I couldn’t believe it. Even the one of our contractors said he had never seen that before. It’s been a combination of things that are making this happen. Our contractors are doing a good job working with their instructors. I think we made an impact at the range the other day too. All of our NCOs went to the range to observe their qualifying. None of us liked what we saw and started pulling them aside and asking them what the hell was going on. When we found somebody doing it right, we made sure to pat them on the back.

We climbed all over the officer in charge of the range. He was on a megaphone moving troops around while the Sgts were trying to conduct training. We pulled him aside and grilled him.
“Why aren’t the soldiers qualifying today?”
“They are.”
“Who has the best score so far?”
“I don’t know. I don’t have a list.”
“How are you tracking who is qualifying and who needs re-training.”
“We’ll do that later.”
“WWWWWWWWWWWWWWWWWWWWWWHAT?!”
Anyway, their XO asked my Commander why I was grilling so many people on the range the other day. I think my commander told him it was my job.

I’m not here to cry for these guys. I have to get them ready to go into the fight. If these soldiers can’t shoot straight, they will get killed in an ugly way…bottom line. Way more Iraqi Army soldiers are dying in this fight these days than U.S. Soldiers. I want them to stop dying and be able to defend themselves and kill the bad guys.

All of them take a risk joining the Iraqi Army. On a daily basis I have jinood tell me that they and their families are threatened. There are still enough bad guys out there to make it ugly and I don’t want these guys going into the fight unprepared. If I have to grill a few of the trainers…so be it.

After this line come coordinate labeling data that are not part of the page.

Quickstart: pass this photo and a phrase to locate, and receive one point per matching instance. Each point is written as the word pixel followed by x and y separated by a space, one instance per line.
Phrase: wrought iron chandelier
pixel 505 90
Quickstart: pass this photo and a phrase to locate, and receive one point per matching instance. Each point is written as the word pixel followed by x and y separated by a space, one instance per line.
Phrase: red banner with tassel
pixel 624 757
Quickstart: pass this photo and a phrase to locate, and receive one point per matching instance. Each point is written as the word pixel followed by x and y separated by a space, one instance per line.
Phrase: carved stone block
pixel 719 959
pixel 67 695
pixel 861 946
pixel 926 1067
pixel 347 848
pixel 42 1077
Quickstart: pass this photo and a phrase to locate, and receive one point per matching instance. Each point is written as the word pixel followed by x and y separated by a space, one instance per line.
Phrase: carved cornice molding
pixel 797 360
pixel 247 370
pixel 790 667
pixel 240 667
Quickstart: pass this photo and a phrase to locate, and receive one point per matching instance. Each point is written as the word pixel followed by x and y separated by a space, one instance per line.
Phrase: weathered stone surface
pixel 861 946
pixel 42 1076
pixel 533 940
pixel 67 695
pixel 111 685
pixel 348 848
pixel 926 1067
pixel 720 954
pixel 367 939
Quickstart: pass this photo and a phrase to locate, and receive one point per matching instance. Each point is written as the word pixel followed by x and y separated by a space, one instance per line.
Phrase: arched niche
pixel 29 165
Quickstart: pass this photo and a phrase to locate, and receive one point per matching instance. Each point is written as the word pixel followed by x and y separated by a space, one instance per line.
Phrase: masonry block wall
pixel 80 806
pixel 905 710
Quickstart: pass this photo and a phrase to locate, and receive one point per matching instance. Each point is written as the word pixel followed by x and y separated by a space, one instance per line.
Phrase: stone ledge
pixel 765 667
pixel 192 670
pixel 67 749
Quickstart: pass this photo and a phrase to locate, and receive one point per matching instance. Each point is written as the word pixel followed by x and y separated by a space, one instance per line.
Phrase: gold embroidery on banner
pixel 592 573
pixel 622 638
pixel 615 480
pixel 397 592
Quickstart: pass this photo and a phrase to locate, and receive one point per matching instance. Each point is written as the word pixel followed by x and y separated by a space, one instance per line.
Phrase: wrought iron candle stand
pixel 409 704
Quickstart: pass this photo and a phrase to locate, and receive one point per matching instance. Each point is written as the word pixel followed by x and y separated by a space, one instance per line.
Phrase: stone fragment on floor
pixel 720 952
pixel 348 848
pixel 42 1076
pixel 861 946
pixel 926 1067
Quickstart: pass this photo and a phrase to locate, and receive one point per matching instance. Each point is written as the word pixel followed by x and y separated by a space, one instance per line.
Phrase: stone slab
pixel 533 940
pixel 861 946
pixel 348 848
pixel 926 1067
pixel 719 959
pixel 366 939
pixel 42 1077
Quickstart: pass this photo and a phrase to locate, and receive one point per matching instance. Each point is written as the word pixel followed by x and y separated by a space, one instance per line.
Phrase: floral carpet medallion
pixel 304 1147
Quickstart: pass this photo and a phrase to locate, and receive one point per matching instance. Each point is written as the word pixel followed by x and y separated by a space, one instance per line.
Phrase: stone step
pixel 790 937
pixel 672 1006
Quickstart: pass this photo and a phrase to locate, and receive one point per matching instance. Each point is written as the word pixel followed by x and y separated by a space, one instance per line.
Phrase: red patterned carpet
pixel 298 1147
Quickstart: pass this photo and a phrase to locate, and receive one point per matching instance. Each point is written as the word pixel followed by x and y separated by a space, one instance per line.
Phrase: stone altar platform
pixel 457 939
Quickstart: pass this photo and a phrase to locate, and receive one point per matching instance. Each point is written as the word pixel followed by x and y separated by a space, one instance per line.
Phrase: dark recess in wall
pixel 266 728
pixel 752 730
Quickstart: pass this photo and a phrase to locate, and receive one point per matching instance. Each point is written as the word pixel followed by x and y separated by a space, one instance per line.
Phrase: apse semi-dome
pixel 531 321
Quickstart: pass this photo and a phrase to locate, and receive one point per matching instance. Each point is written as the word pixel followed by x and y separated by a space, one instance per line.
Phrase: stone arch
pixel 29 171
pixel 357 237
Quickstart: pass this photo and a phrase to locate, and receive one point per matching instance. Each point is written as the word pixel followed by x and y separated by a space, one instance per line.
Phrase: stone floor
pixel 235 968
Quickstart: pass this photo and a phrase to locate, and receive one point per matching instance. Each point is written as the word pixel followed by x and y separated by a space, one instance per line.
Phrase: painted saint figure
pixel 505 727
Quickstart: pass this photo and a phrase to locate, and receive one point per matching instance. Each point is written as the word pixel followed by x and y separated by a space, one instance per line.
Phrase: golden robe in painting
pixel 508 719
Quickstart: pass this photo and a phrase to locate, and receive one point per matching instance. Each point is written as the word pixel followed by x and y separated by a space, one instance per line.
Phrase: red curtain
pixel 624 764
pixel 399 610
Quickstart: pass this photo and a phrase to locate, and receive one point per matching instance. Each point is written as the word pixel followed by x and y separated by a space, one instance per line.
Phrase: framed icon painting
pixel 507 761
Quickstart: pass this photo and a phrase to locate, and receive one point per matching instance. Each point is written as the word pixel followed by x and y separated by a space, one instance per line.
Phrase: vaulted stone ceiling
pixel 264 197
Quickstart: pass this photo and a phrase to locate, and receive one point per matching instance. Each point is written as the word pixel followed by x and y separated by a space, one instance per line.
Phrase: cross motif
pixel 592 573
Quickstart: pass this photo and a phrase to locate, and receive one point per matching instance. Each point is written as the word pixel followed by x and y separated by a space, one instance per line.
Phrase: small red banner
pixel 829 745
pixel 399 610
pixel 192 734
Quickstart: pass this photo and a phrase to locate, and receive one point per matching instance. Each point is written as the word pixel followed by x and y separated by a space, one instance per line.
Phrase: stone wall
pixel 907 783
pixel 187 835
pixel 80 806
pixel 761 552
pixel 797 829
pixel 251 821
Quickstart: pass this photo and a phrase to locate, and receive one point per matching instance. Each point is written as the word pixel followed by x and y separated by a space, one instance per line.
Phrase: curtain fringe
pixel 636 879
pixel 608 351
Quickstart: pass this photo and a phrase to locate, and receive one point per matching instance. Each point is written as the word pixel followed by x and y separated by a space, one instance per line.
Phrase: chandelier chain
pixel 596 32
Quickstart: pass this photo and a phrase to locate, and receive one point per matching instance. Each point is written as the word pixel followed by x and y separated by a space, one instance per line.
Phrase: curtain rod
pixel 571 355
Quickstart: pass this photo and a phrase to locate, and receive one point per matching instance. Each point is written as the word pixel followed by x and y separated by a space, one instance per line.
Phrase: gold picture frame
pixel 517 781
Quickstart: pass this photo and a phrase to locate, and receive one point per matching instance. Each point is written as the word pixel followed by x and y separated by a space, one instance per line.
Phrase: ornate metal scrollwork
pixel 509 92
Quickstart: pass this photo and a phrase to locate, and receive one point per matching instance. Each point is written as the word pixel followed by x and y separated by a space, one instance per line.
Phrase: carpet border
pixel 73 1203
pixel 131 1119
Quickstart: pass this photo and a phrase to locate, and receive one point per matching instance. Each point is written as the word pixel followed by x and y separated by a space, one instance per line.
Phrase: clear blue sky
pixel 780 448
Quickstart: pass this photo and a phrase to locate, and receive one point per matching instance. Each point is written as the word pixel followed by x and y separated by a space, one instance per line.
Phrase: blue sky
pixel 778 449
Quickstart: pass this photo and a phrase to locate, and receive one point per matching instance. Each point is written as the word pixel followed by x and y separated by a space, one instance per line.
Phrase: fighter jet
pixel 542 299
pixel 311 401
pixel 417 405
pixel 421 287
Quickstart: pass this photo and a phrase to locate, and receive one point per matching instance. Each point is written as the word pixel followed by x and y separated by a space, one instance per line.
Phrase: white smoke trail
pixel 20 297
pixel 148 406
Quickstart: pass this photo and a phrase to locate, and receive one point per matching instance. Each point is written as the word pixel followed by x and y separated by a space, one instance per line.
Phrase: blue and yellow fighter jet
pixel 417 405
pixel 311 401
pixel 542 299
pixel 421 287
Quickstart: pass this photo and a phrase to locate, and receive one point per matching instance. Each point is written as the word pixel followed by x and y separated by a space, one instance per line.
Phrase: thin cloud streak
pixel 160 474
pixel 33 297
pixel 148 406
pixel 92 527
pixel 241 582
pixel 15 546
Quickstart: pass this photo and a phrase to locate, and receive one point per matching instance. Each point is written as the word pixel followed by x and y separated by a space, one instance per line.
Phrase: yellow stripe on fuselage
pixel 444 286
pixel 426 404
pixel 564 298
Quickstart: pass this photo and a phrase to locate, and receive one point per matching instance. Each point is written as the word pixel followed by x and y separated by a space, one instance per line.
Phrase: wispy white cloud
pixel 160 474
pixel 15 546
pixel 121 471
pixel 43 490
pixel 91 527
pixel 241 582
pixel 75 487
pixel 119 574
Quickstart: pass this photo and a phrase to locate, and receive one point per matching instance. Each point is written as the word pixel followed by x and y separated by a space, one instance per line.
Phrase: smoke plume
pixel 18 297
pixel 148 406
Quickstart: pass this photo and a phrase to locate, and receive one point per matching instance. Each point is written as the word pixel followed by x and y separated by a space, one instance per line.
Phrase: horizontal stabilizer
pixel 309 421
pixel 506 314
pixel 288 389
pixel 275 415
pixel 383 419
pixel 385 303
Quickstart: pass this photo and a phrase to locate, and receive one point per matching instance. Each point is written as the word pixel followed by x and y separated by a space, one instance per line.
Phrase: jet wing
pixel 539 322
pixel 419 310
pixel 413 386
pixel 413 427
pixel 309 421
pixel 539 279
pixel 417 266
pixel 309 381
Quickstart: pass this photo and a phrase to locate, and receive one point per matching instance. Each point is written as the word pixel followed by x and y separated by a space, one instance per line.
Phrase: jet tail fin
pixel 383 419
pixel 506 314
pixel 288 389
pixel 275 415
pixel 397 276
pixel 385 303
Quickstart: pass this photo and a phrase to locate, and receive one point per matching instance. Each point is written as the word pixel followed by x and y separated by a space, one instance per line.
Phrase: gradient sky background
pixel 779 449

I realize I’m walking a fine line sometimes. I always talk to my interpreters after an encounter with my Iraqi friends and ask how they thought it went. I’ve got a learning curve here to deal with, a language barrier, a lack of myself being a truly good soldier. I wear a lot of hats around here including admin, sewer truck guardian, trash man and gatekeeper. Every U.S. Soldier working on this small compound is in the same boat. We give it our best shot and when we see things like the good training we saw the other day, it makes it seem like we are starting to turn this Titanic.

The CSM told me he has 8 children and that three of them play soccer. When we wrapped up our conversation, I gave him one of my bags of Dunkin Donut coffee. I told him that my wife heard that he liked coffee and she told me to give him some. I told him I have to keep my wife happy because in the United States, men have an expression… “If Momma ain’t happy, ain’t nobody happy.”
He said it was the same way here. He also said to tell her “Thank you.” “Shukran!”